The road was round the corner of the hill, according to the map, but I had no idea what chance there would be of a lift. It’s an experience to start off alone across the desert land; you set a course, as when flying or sailing, but distances have a fabulous unreality; the place you keep your eye on may be one or five or ten miles away. I aimed just for the outer edge of the lake bed; caked hard, it made good walking, and soon the little plane was beyond sight against the background of hills. Presently I came to a jutting rock round which the road should be; but then came the hot wind, laden with dust and tumbleweed. I fought my way and struck the road almost before seeing it. A dirt road, not very encouraging, though there were fairly recent tire marks in the ruts. I began to wonder what I could do if no car overtook me. Just nothing, I supposed, except keep on walking. Twenty miles to Giant’s Pass—say six hours. I should be scorched and thirsty and dead-beat, but probably I could do it.

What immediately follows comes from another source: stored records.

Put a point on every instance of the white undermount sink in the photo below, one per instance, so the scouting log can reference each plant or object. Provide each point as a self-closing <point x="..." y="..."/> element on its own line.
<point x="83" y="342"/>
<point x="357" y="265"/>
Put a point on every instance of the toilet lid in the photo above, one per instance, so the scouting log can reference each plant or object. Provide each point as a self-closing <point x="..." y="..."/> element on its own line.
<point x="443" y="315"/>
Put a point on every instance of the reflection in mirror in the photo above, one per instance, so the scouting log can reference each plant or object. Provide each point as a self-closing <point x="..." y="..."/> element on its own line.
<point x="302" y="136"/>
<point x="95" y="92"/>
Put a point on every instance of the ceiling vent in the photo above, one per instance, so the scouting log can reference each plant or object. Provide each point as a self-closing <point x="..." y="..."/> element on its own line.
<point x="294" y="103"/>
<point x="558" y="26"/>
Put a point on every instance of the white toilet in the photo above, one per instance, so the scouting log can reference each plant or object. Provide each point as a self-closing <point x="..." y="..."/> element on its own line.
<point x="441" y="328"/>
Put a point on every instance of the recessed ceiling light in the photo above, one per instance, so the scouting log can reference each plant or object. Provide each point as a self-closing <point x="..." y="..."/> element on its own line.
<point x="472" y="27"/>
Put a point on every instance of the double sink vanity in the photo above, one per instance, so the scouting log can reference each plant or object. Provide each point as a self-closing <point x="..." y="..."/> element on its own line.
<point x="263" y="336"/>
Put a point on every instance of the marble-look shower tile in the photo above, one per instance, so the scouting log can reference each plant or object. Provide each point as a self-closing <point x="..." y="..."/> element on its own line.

A car came along after a quarter of an hour—an aged Ford, driven by a Mexican. He spoke little English, and grinned when I used my Spanish on him. I don’t think he understood much of what I explained, but he cheerfully made room for me amongst crates of eggs and bundles of alfalfa. We bumped along for four or five miles, then joined a paved highway for the rest of the journey.

Giant’s Pass was a small place, with not more than one of anything except wooden shacks. It looked like a ghost town either reviving or not quite dead. But for its altitude it would have been impossibly hot. Dogs lay sprawled in the shade; their barks and the occasional bang of a screen door were the only sounds. At a single gas pump in the midst of a litter of weather-worn auto cabins a boy of about fifteen listened curiously to my tale of a forced plane landing in the desert. It occurred to me later he probably thought it a trick to buy gas without coupons. Even when I had convinced him of the story there was another problem; he said he couldn’t leave his place to drive me anywhere, nor did he know anyone who could. I tried to talk him into a change of mind till suddenly I saw the Mexican repassing; I yelled out to ask if he were on his way back. He answered with the same cheerful grin. So I handed up the cans and found the eggs and alfalfa replaced by enough groceries to keep a large family for a month. Perhaps that was what they were for. At the last minute, as we were leaving Giant’s Pass, I remembered the newspaper and dashed back to the general store for one.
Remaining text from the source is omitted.